The generalization referred to is simply that normal sleep and sleepiness, or drowsiness, are due to a small increase over the average of the carbonic acid in solution in the blood, arising through its overproduction from the greater amount of muscular and other tissue that undergoes oxidation during the waking hours. During the sleeping hours this overload of the anæsthetic gas is gradually discharged until wakefulness results.

In this brief discussion no room has been occupied with what are called hypnotism, clairvoyance, trance, mind-reading, etc. These are outside of our scope—being, if authentic, not natural but supernatural phenomena, pertaining to the realms not of law but of miracle.



Experiments, continued through many years, by Dr. S. Rideal, show that the chemical activity of sunlight during winter on the high Alps is much greater than at lower levels, and enormously greater than in large towns at the same season. This increased activity may contribute importantly to the beneficial effects of health of residence in such regions.

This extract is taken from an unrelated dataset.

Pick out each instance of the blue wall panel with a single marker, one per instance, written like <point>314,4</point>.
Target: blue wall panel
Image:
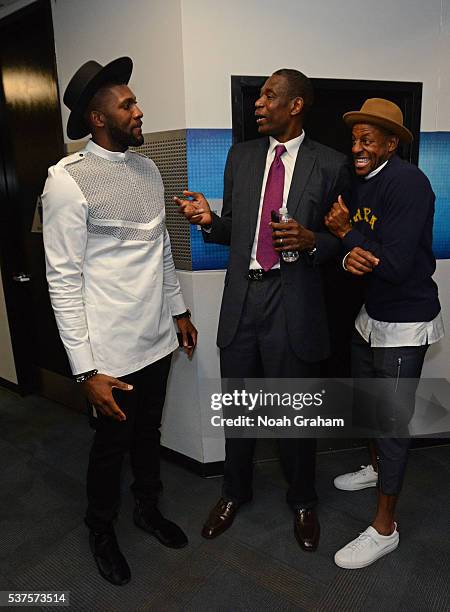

  1. A great part of this journal may be found in Harper's Magazine in 1881 (or there-abouts).
  2. New facts have appeared since the above was written that add great strength to the positions taken here against the generally assumed highly toxical qualities of carbon dioxide—a body always present in the lungs and blood of men and animals. The experiments of Berzelius above cited—like all others of that unparalleled chemical genius—as to the toleration of animal life for important amounts of this supposed poison, stand now as being much more than verified. To wit, among others, an English experimenter, Mr. T. H. Wilson, has found that rabbits are uninjured by breathing for an hour air containing twenty-five per cent of the much-dreaded gas. At the last meeting of the British Association, Dr. J. S. Haldane discussed the subject of the fatality to miners of "after-damp," hitherto believed to owe its effects to carbon dioxide. He shows that absence of oxygen is the real cause of death in these cases. He introduces the novel and highly rational suggestion that all parts of mines should be provided with reservoirs of highly compressed oxygen. A pint of this, he shows, would keep a man alive for an hour. Doubtless, with our present means and knowledge, oxygen could be stored in mines and elsewhere, in its liquefied form, for this and other valuable uses.—H. W.